Ready to get cooking? Gerard shares two recipes from her new cookbook, Half Baked Harvest Quick & Cozy, below:
Lemon Pepper Sage Chicken & Apple Salad with Harvest Vinaigrette
Prep Time: 5 minutes • Cook time: 25 minutes • Total time: 30 hour • Serves 4 to 6
For the salad:
- 1 pound boneless, skinless chicken breasts
- 1 tablespoon chopped fresh sage
- 2 tablespoons Homemade Lemon Pepper Seasoning (recipe follows) or store-bought
lemon pepper seasoning - Fine pink Himalayan salt
- ⅓ cup pepitas
- 1 tablespoon salted butter, melted
- 1 tablespoon maple syrup
- ½ teaspoon ground cinnamon
- ¼ teaspoon cayenne pepper
- 4 ounces thinly sliced prosciutto, torn
- 6 cups baby arugula or spring mix
- 2 Honeycrisp apples, thinly sliced
- 2 avocados, diced
For the Harvest Vinaigrette:
- 1/2 cup crumbled feta cheese
- 1/3 cup extra-virgin olive oil
- 1/4 cup apple cider vinegar
- 1 tablespoon Dijon mustard
- 1 tablespoon Maple Apple Butter (from Half Baked Harvest Quick & Cozy, page 199) or
store-bought apple butter (optional) - 1 tablespoon fresh thyme leaves
- 2 teaspoons honey or maple syrup
- 2 teaspoons chopped fresh sage
- Fine pink Himalayan salt and freshly ground black pepper
Homemade Lemon Pepper Seasoning
Makes 3/4 cup
- 2 tablespoons smoked or sweet paprika
- 2 tablespoons garlic powder
- 2 tablespoons lemon zest
- 11/2 tablespoons fine pink Himalayan salt
- 1 tablespoon onion powder
- 1 tablespoon dried oregano
- 1 tablespoon dried thyme
- 1 tablespoon freshly ground black pepper
- 2 teaspoons chile powder
- Make the salad. Preheat the oven to 400°F. Line a rimmed baking sheet with parchment paper.
- On one side of the prepared baking sheet, toss the chicken with the chopped sage, lemon pepper seasoning, and salt evenly all over. Bake for 13 to 15 minutes.
- Meanwhile, in a small bowl, toss together the pepitas, melted butter, maple syrup, cinnamon, cayenne, and a pinch of salt.
- Carefully remove the baking sheet from the oven and add the coated pepitas to the empty side, spreading them in a single layer.
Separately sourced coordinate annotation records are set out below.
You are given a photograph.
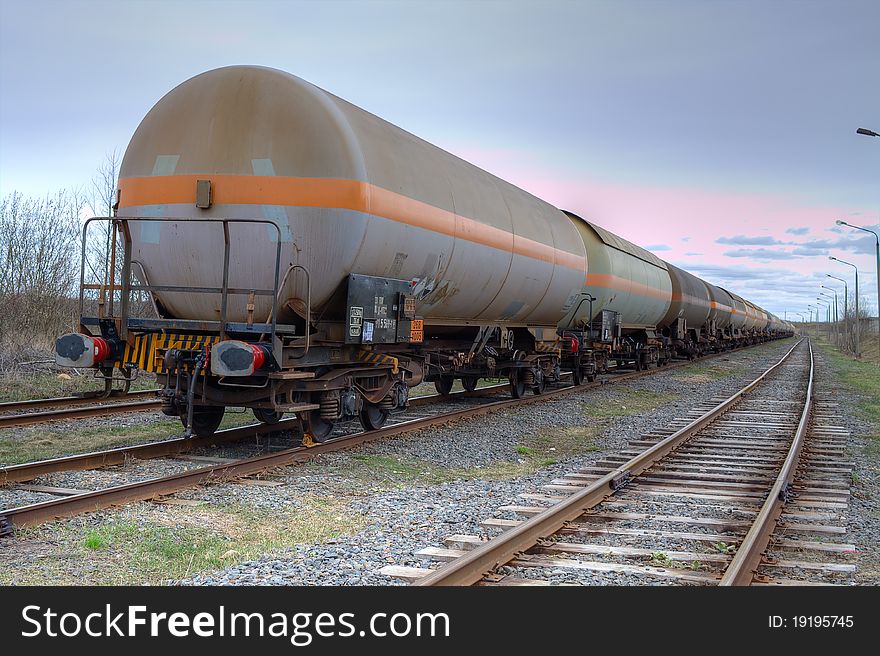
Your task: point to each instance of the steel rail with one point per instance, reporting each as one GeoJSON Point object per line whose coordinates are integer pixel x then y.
{"type": "Point", "coordinates": [175, 446]}
{"type": "Point", "coordinates": [744, 566]}
{"type": "Point", "coordinates": [178, 446]}
{"type": "Point", "coordinates": [76, 504]}
{"type": "Point", "coordinates": [486, 558]}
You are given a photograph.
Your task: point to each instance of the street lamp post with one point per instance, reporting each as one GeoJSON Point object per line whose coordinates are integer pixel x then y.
{"type": "Point", "coordinates": [858, 327]}
{"type": "Point", "coordinates": [825, 306]}
{"type": "Point", "coordinates": [836, 324]}
{"type": "Point", "coordinates": [877, 248]}
{"type": "Point", "coordinates": [845, 303]}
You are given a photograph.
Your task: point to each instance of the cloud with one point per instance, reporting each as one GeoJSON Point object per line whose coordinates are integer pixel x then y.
{"type": "Point", "coordinates": [854, 244]}
{"type": "Point", "coordinates": [761, 254]}
{"type": "Point", "coordinates": [742, 240]}
{"type": "Point", "coordinates": [810, 251]}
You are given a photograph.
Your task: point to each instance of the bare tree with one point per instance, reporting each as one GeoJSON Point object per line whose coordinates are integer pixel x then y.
{"type": "Point", "coordinates": [39, 271]}
{"type": "Point", "coordinates": [101, 198]}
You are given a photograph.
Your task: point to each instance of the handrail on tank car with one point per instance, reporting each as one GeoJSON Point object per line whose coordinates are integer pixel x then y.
{"type": "Point", "coordinates": [126, 287]}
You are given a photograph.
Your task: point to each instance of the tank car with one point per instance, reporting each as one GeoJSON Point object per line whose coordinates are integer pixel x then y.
{"type": "Point", "coordinates": [302, 255]}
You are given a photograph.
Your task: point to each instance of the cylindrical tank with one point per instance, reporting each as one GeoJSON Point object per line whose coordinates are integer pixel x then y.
{"type": "Point", "coordinates": [722, 306]}
{"type": "Point", "coordinates": [738, 313]}
{"type": "Point", "coordinates": [623, 277]}
{"type": "Point", "coordinates": [351, 193]}
{"type": "Point", "coordinates": [690, 299]}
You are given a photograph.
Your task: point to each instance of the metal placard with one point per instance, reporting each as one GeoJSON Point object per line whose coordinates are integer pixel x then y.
{"type": "Point", "coordinates": [377, 310]}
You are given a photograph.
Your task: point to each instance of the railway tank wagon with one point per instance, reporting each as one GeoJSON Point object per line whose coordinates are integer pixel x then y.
{"type": "Point", "coordinates": [304, 256]}
{"type": "Point", "coordinates": [627, 293]}
{"type": "Point", "coordinates": [687, 321]}
{"type": "Point", "coordinates": [394, 261]}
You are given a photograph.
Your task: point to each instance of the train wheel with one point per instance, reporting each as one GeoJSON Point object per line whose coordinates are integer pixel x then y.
{"type": "Point", "coordinates": [540, 386]}
{"type": "Point", "coordinates": [517, 386]}
{"type": "Point", "coordinates": [373, 417]}
{"type": "Point", "coordinates": [268, 416]}
{"type": "Point", "coordinates": [316, 426]}
{"type": "Point", "coordinates": [206, 419]}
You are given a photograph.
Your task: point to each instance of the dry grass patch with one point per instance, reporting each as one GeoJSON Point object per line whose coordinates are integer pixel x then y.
{"type": "Point", "coordinates": [145, 544]}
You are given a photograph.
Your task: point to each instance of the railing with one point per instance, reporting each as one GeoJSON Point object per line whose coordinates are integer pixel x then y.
{"type": "Point", "coordinates": [223, 326]}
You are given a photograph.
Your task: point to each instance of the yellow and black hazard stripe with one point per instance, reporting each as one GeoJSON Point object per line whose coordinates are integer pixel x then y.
{"type": "Point", "coordinates": [147, 351]}
{"type": "Point", "coordinates": [549, 347]}
{"type": "Point", "coordinates": [378, 358]}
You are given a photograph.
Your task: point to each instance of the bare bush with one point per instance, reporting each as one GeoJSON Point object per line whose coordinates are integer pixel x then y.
{"type": "Point", "coordinates": [39, 272]}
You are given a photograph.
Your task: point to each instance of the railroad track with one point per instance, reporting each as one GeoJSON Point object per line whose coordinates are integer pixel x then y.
{"type": "Point", "coordinates": [746, 490]}
{"type": "Point", "coordinates": [73, 502]}
{"type": "Point", "coordinates": [28, 413]}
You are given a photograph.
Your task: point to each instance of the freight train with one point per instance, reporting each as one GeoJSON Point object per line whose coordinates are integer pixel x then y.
{"type": "Point", "coordinates": [302, 255]}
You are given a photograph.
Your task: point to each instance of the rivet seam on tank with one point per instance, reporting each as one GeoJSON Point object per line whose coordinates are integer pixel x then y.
{"type": "Point", "coordinates": [276, 213]}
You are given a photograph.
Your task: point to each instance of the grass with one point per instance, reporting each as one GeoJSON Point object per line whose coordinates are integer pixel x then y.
{"type": "Point", "coordinates": [153, 547]}
{"type": "Point", "coordinates": [863, 378]}
{"type": "Point", "coordinates": [20, 386]}
{"type": "Point", "coordinates": [25, 444]}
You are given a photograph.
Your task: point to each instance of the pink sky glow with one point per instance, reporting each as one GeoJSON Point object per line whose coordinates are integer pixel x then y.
{"type": "Point", "coordinates": [767, 247]}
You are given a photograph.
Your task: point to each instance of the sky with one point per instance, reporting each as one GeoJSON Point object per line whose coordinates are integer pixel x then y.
{"type": "Point", "coordinates": [721, 135]}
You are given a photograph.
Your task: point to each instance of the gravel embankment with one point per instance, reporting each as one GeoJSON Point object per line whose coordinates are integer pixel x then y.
{"type": "Point", "coordinates": [402, 521]}
{"type": "Point", "coordinates": [864, 507]}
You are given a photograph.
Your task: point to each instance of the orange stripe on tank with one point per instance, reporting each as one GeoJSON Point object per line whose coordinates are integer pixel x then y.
{"type": "Point", "coordinates": [622, 285]}
{"type": "Point", "coordinates": [338, 194]}
{"type": "Point", "coordinates": [693, 300]}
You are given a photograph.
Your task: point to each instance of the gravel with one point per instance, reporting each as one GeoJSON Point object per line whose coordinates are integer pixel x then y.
{"type": "Point", "coordinates": [402, 521]}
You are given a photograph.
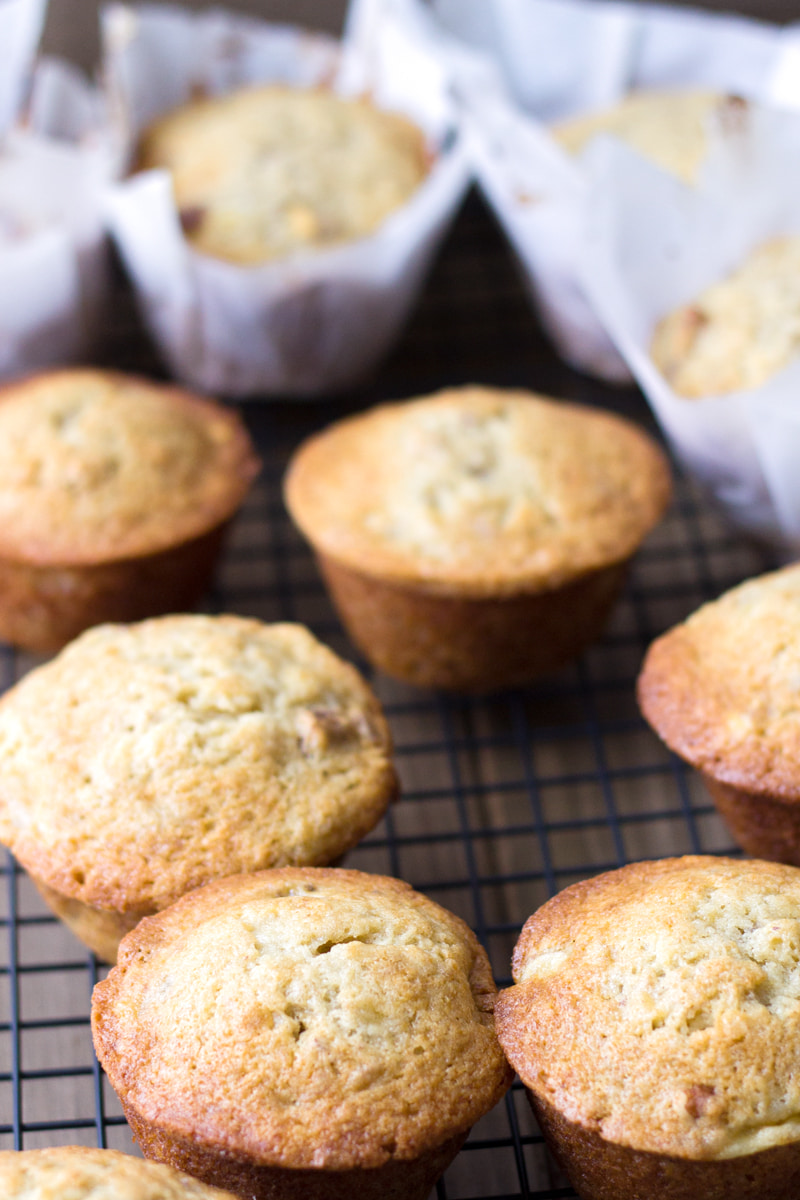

Lay the prosciutto flat around the pepitas. Return the pan to the oven and continue baking until the chicken is cooked through, the pepitas are toasted, and the prosciutto is crisp, about 10 minutes more. Remove from the oven. Transfer the chicken to a cutting board and slice crosswise. Keep it warm.
- Meanwhile, in a large serving bowl, combine the arugula, apple, and avocado.
- Make the harvest vinaigrette. In a small bowl or lidded jar, combine the olive oil, vinegar, mustard, apple butter (if using), thyme, honey, and sage. Season with salt and pepper. Vigorously whisk or shake to combine well. Taste and adjust the seasonings as needed.
- Pour about half of the vinaigrette over the salad and gently toss to coat, adding more dressing as desired. Arrange the chicken, pepitas, and prosciutto over the greens, sprinkle with the feta, and serve.
Effortless Pasta Bake
Prep Time: 15 minutes • Cook time: 45 minutes • Total time: 1 hour • Serves 8
- 3 cups cherry tomatoes
- ½ cup extra-virgin olive oil
- 6 garlic cloves, roughly chopped
- 3 tablespoons Homemade Italian Seasoning (page 133) or store-bought Italian seasoning
- Fine pink Himalayan salt and freshly ground black pepper
- Crushed red pepper flakes
- 1 pound short-cut pasta, such as orzo or macaroni
- ½ cup pitted Kalamata olives, roughly chopped
- 1/3 cup chopped fresh basil, plus more for serving
- 2 to 3 tablespoons sliced pepperoncini
- 2 cups shredded mozzarella cheese
- 4 ounces sliced pepperoni
- 2 bell peppers, any color, thinly sliced
- Preheat the oven to 400°F.
- In a 9 x 13-inch baking dish, combine the cherry tomatoes, olive oil, garlic, Italian seasoning, salt, black pepper, and red pepper flakes. Bake until the tomatoes begin to burst, about 10 minutes. Pull the pan out of the oven (leave the oven on) and add the pasta, olives, basil, and pepperoncini. Pour in 2 cups of water and stir to combine. Top with the mozzarella, pepperoni, and bell peppers.
- Return to the oven to bake, until the sauce is bubbling and the cheese is melted, 35 minutes more.
- Top with lots of fresh basil and extra red pepper flakes. Serve family style.